Britain’s Intellectual Property Office has published the results of a consultation launched last year into increasing the possible penalties facing people who engage in online copyright infringement. The vast majority of respondents — around 98% — opposed an increase, but the UK Government is pushing ahead anyway.
“We are now proposing changes that include increasing the maximum sentence, but at the same time addressing concerns about the scope of the offence,” Baroness Neville-Rolfe, minister for intellectual property, wrote in a response. “The revised provisions will help protect rights holders, while making the boundaries of the offence clearer, so that everyone can understand how the rules should be applied.”
If the change makes it into law, you’re unlikely to face a decade-long jail sentences if you’re just streaming the occasional movie. It will probably be reserved for people running major piracy-enabling sites who are directly financially profiting from copyright infringement.

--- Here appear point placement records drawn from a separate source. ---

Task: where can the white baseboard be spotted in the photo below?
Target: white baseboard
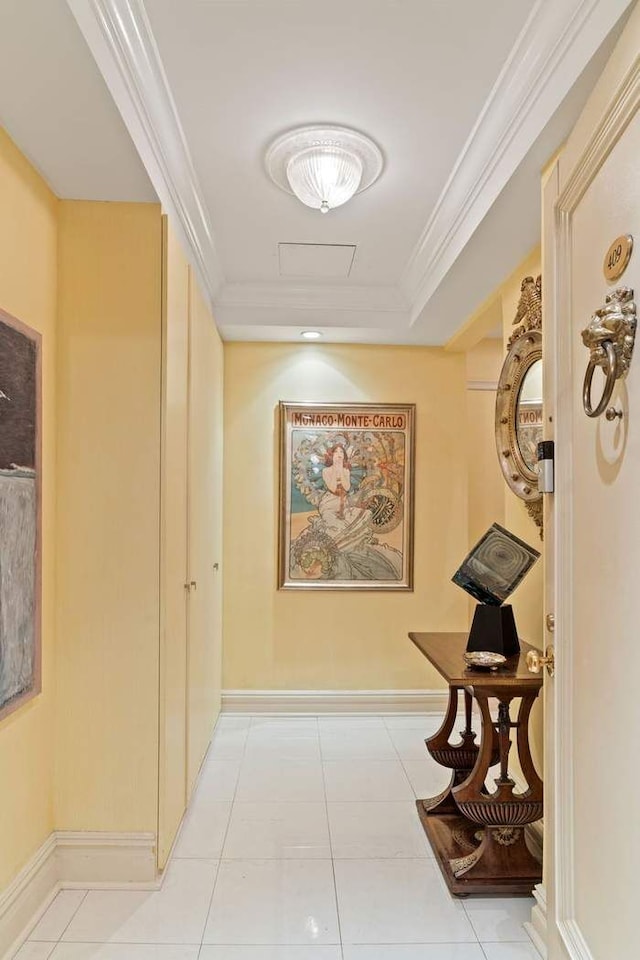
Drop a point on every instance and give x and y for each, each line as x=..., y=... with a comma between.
x=292, y=702
x=26, y=898
x=74, y=860
x=103, y=860
x=537, y=927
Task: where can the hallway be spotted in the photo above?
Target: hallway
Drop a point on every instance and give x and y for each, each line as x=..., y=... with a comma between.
x=301, y=843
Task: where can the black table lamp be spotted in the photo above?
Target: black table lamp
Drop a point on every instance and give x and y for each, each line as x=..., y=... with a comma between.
x=490, y=573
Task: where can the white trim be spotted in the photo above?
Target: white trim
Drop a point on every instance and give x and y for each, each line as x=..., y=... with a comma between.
x=119, y=35
x=66, y=860
x=103, y=860
x=26, y=898
x=537, y=927
x=555, y=44
x=615, y=117
x=288, y=702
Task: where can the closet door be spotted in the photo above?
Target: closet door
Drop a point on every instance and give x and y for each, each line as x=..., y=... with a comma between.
x=205, y=531
x=174, y=584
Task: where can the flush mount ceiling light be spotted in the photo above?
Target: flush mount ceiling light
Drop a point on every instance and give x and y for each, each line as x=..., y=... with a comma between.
x=324, y=166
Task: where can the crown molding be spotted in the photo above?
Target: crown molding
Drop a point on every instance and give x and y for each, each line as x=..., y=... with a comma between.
x=554, y=46
x=119, y=35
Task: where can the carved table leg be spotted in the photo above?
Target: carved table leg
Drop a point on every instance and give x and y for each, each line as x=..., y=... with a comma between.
x=460, y=757
x=502, y=856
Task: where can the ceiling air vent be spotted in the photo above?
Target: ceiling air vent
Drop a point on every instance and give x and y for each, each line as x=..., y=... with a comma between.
x=317, y=260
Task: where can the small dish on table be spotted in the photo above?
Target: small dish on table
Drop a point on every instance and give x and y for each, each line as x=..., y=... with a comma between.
x=483, y=659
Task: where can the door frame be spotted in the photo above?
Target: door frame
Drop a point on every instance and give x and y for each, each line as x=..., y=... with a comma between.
x=585, y=155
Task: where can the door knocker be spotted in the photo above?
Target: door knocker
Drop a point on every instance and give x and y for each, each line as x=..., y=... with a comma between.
x=610, y=337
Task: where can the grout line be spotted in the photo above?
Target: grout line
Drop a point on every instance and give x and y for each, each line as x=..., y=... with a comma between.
x=333, y=866
x=224, y=839
x=67, y=925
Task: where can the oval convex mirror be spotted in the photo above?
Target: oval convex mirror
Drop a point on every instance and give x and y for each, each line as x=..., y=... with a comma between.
x=529, y=415
x=519, y=421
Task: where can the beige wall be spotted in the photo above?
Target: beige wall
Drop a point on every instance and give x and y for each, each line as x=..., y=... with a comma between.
x=28, y=242
x=301, y=639
x=486, y=484
x=109, y=356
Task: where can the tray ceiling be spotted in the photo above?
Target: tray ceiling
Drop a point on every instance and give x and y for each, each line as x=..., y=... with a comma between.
x=466, y=100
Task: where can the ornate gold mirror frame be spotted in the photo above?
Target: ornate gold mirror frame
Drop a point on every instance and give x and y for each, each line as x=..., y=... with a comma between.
x=519, y=424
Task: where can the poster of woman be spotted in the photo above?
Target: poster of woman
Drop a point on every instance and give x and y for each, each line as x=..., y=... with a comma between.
x=19, y=513
x=346, y=496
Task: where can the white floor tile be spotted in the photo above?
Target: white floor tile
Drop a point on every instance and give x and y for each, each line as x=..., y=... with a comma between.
x=328, y=723
x=278, y=830
x=286, y=726
x=218, y=780
x=54, y=921
x=360, y=744
x=267, y=746
x=228, y=721
x=271, y=953
x=376, y=830
x=427, y=778
x=228, y=745
x=397, y=901
x=366, y=780
x=273, y=902
x=280, y=779
x=203, y=830
x=174, y=914
x=32, y=950
x=495, y=918
x=410, y=744
x=510, y=951
x=124, y=951
x=415, y=951
x=418, y=721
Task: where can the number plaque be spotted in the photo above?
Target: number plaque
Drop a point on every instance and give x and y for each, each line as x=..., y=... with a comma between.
x=617, y=257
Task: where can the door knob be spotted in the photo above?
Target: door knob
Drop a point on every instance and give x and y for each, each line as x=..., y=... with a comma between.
x=535, y=661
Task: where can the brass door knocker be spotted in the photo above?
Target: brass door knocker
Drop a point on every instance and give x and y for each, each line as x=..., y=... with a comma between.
x=610, y=337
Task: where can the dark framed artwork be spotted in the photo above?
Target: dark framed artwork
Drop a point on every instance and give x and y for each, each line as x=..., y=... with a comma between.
x=20, y=513
x=346, y=496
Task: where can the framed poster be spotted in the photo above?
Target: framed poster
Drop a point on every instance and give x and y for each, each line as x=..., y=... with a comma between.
x=346, y=496
x=19, y=513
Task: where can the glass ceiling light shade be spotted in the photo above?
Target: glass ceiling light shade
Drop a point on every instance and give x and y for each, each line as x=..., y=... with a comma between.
x=324, y=177
x=324, y=166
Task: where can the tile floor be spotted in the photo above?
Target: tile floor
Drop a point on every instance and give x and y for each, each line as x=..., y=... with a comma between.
x=302, y=843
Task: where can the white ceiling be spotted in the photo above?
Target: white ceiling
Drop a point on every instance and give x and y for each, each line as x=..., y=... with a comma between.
x=57, y=108
x=243, y=73
x=467, y=101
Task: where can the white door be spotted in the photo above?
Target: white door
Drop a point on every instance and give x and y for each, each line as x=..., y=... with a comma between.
x=592, y=823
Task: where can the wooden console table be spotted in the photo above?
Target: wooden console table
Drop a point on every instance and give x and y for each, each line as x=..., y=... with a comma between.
x=477, y=835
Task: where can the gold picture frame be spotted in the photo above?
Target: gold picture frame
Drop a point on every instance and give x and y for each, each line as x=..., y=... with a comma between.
x=346, y=496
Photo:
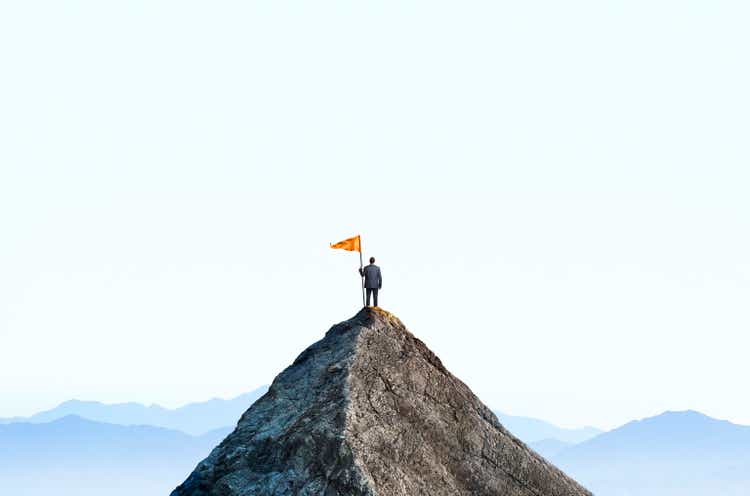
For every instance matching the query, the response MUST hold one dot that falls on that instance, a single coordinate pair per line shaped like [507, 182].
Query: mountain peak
[368, 410]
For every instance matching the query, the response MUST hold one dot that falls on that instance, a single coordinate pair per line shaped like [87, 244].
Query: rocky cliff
[370, 410]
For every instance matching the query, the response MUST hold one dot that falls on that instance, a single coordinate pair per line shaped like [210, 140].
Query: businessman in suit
[373, 280]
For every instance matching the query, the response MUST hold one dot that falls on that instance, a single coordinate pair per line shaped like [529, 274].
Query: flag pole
[361, 266]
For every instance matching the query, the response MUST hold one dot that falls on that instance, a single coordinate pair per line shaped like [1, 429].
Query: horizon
[556, 195]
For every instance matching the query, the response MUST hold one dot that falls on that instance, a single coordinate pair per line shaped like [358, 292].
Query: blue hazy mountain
[676, 453]
[194, 418]
[531, 430]
[549, 447]
[72, 456]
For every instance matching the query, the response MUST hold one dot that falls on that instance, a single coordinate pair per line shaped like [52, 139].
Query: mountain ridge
[367, 410]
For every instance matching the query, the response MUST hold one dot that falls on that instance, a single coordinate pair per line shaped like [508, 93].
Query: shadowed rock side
[370, 410]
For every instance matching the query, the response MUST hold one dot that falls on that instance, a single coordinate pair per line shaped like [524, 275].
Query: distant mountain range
[82, 448]
[673, 454]
[194, 418]
[201, 417]
[531, 430]
[72, 456]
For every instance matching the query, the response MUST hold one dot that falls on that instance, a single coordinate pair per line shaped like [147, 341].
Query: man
[373, 280]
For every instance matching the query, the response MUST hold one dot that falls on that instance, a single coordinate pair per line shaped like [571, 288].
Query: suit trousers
[374, 292]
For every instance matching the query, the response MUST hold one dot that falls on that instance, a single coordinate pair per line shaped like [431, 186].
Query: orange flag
[351, 244]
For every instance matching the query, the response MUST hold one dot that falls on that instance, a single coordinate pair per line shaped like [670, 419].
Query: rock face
[370, 410]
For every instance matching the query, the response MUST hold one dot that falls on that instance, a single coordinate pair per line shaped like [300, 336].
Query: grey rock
[370, 410]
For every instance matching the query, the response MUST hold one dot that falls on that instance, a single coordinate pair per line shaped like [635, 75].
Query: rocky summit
[370, 410]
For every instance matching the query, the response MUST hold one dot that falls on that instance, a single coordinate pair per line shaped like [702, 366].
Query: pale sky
[557, 194]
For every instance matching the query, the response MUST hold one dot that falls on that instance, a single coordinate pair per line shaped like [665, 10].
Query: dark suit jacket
[373, 279]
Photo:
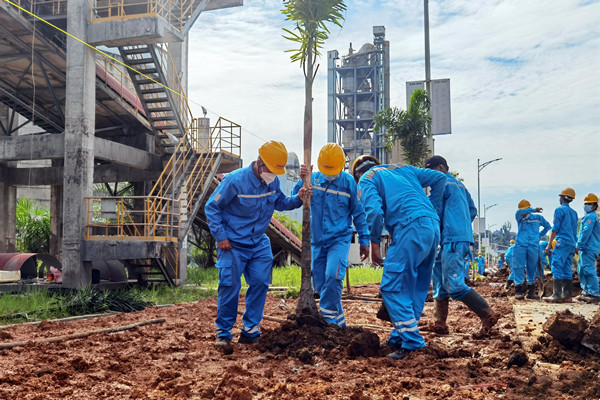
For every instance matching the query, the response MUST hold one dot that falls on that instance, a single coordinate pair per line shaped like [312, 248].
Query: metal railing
[175, 12]
[172, 197]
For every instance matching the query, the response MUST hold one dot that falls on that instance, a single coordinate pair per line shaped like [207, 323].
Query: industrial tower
[358, 87]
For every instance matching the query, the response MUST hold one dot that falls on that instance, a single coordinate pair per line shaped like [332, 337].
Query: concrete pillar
[8, 213]
[179, 53]
[8, 198]
[79, 144]
[56, 216]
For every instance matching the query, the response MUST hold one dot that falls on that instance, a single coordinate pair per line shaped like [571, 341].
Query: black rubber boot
[382, 313]
[557, 295]
[480, 306]
[531, 292]
[567, 295]
[440, 314]
[519, 292]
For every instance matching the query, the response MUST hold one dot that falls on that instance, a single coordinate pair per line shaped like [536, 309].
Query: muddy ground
[176, 359]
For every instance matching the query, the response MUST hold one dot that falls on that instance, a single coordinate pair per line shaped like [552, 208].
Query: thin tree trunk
[306, 300]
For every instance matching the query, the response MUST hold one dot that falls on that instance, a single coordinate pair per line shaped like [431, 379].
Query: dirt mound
[566, 327]
[308, 338]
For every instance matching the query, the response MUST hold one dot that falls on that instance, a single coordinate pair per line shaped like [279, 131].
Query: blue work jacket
[529, 233]
[394, 194]
[509, 256]
[456, 213]
[241, 207]
[589, 232]
[565, 224]
[333, 206]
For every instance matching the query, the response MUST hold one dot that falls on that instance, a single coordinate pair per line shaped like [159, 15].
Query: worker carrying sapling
[334, 207]
[238, 214]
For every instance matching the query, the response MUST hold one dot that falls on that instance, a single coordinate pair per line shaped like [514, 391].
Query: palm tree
[411, 127]
[310, 32]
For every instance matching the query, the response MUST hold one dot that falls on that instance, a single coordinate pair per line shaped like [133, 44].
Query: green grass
[42, 304]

The government’s rationale for the increase is that it brings the penalty into line with those for crimes involving physical goods. “The Government believes that online offences should be treated no less seriously than their physical counterparts,” the official response to the consultation says. “Harmonising these will provide a deterrent effect to criminals and, where criminality continues, provide for tangible punitive action.”
The consultation simply asked: “Should the maximum custodial sentence available for online and offline copyright infringement of equal seriousness be harmonised at 10 years?”
It received 1,011 responses — of which just 21, around 2%, supported the increase. Most of the responses were initiated by a campaign from Open Rights Group (ORG), a digital rights advocacy body. Even removing those which the consultation identified as being sparked by ORG, around two-thirds still opposed the increase — 73 to 21.